What exactly is so-called ‘powertrain’?
Dear Bob: Here’s a question that nonmechanics — myself included — would like an answer to.
What exactly is the “powertrain” that they refer to in “powertrain warranty?” My friends agree that, no matter what is wrong with the car, it’s never part of the powertrain and therefore most likely not covered by the powertrain warranty.
Thanks for your help, and keep up the good work.
Sincerely,
— J.B., Mechanicsburg, Pa.
A: The powertrain is a vehicle’s engine, its transmission and either its rear axle or, if it is a front-wheel-drive vehicle, its transaxle. These units, hooked together like the cars in a train, work together to provide power to move the vehicle — hence the word “powertrain.”
A powertrain warranty is one that covers the above units for the specified amount of time — say, three years or 50,000 miles, whichever comes first. Other vehicle parts such as power door locks, brakes, non-powertrain electrical units and so forth are covered separately, and not for nearly so long a time as the powertrain components.
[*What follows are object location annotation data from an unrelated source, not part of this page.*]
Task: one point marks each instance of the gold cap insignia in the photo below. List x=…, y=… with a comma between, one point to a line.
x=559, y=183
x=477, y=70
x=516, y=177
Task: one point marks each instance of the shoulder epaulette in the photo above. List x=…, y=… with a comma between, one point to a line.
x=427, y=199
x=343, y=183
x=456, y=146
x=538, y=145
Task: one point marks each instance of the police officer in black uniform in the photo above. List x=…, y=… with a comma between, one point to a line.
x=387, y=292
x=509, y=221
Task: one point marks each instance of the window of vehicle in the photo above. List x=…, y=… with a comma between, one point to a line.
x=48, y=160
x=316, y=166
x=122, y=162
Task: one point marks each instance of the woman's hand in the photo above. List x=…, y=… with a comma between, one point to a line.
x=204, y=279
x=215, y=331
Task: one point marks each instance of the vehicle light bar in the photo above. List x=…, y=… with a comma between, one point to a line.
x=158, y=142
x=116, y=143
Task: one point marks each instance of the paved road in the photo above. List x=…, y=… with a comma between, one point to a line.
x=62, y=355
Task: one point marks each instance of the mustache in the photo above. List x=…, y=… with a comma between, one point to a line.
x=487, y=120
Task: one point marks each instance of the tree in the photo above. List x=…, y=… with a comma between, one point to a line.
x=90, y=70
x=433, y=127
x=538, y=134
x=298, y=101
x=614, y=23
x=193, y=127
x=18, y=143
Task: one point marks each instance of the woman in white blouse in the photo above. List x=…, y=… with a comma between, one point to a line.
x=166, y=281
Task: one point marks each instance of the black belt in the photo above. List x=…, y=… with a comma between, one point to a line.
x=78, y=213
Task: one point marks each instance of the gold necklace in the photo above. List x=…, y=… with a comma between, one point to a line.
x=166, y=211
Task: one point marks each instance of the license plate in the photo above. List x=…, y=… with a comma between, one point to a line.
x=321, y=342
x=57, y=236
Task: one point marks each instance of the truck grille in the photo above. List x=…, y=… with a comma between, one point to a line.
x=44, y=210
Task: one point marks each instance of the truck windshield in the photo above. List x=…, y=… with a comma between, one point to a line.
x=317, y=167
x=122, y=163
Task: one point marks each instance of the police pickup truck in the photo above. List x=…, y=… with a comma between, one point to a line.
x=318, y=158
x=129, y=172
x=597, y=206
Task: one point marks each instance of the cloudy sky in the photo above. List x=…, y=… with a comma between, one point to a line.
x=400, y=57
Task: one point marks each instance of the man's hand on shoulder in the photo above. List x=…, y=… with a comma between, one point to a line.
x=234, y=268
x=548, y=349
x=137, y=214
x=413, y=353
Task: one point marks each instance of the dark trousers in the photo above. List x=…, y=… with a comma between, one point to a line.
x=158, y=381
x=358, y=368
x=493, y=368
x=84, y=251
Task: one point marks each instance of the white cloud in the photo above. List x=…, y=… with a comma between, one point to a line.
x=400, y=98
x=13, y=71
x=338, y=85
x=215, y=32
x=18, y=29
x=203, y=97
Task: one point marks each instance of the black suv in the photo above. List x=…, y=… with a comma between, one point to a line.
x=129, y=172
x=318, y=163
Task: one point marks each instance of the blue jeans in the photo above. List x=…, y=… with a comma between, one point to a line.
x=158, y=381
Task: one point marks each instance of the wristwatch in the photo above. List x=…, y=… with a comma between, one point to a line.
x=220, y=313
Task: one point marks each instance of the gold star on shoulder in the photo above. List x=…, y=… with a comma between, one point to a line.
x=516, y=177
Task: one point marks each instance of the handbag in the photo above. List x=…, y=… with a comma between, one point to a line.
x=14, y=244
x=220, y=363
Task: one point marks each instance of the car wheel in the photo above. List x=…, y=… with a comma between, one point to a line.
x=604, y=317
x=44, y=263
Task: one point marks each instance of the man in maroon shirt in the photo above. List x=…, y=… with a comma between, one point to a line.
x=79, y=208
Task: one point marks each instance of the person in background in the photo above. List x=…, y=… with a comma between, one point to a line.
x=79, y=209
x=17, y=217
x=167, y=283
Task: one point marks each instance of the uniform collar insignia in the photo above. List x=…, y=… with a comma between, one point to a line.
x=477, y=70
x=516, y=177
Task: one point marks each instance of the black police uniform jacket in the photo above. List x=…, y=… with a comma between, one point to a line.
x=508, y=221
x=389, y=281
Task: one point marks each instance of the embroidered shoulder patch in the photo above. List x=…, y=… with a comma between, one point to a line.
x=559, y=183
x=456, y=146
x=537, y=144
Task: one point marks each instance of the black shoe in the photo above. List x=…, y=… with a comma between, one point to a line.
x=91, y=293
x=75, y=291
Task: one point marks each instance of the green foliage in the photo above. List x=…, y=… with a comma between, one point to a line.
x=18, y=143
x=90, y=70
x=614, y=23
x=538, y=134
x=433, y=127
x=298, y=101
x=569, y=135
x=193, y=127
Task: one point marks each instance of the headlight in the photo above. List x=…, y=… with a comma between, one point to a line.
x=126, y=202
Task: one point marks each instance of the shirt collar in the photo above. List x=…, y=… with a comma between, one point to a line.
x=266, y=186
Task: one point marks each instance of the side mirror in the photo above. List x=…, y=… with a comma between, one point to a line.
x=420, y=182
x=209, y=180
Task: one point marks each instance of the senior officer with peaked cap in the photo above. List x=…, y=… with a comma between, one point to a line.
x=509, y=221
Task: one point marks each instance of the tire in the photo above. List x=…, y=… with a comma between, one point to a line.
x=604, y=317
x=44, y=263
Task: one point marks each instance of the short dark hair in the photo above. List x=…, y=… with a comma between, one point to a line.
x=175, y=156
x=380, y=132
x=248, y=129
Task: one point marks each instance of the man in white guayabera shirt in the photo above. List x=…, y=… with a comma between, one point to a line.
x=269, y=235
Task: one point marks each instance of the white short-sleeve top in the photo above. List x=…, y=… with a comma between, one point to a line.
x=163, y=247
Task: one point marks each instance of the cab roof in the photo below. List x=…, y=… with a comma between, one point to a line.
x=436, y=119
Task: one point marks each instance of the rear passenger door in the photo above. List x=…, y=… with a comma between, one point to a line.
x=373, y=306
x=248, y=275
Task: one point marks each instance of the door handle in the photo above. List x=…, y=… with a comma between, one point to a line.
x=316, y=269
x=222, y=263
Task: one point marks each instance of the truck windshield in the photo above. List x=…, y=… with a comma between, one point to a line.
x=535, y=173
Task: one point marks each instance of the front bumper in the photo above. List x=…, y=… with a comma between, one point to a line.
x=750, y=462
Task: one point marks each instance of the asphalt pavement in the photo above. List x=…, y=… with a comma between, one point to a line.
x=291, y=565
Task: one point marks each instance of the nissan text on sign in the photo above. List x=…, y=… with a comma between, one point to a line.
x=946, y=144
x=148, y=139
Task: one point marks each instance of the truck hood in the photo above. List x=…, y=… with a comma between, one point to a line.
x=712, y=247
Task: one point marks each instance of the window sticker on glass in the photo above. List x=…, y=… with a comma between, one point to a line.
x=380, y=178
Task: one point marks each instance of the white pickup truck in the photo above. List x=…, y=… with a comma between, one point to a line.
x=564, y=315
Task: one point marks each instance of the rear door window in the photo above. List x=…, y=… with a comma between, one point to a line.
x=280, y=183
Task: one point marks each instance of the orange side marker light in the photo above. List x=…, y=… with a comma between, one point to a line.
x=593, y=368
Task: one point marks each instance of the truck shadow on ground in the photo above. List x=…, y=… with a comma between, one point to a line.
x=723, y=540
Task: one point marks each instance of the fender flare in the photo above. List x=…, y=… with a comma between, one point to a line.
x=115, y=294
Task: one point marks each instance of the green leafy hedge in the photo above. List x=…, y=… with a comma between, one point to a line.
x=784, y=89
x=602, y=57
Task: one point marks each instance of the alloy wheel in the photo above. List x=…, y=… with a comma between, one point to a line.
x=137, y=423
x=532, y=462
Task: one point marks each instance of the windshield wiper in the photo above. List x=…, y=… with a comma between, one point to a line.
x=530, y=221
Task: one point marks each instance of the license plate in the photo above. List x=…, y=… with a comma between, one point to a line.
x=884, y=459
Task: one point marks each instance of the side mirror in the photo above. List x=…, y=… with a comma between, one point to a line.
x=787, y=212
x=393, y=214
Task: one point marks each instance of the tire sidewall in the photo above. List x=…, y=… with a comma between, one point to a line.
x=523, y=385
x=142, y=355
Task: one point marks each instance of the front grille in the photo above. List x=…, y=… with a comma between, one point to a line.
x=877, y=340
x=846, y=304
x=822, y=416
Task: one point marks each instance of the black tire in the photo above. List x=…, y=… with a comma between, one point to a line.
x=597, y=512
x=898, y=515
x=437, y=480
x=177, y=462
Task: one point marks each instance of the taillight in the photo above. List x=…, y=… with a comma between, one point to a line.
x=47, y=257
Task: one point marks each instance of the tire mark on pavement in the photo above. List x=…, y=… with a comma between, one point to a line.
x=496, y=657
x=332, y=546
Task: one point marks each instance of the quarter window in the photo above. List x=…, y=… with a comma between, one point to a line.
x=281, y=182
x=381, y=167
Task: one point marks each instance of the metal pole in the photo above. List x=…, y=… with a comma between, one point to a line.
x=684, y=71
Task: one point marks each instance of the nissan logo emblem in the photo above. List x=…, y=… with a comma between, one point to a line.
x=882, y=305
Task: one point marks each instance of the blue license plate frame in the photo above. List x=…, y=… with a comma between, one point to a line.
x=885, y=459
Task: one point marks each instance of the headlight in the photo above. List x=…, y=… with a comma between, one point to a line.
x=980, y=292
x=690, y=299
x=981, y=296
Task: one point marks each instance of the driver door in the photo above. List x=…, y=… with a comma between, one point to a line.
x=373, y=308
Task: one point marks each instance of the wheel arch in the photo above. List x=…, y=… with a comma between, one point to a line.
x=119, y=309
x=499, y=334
But obviously experience has taught you that already!
Dear Bob: I bought a 2000 Buick LeSabre, and within nine months I had a dead battery. Since then I’ve had a dead battery eight times. I’ve also paid for two new batteries. I’ve gone from nine months to six days. I’m to the point that, if anyone tells me I’ve left the lights on, they’ll need new bridge work!
I have 9,800 miles on the car, and am an elderly widow who does not drive at night or in bad weather. The latest story I get is that I don’t drive it enough. I’m sure that the garage was stalling to get past the three-year warranty. One suggestion was to unhook the OnStar.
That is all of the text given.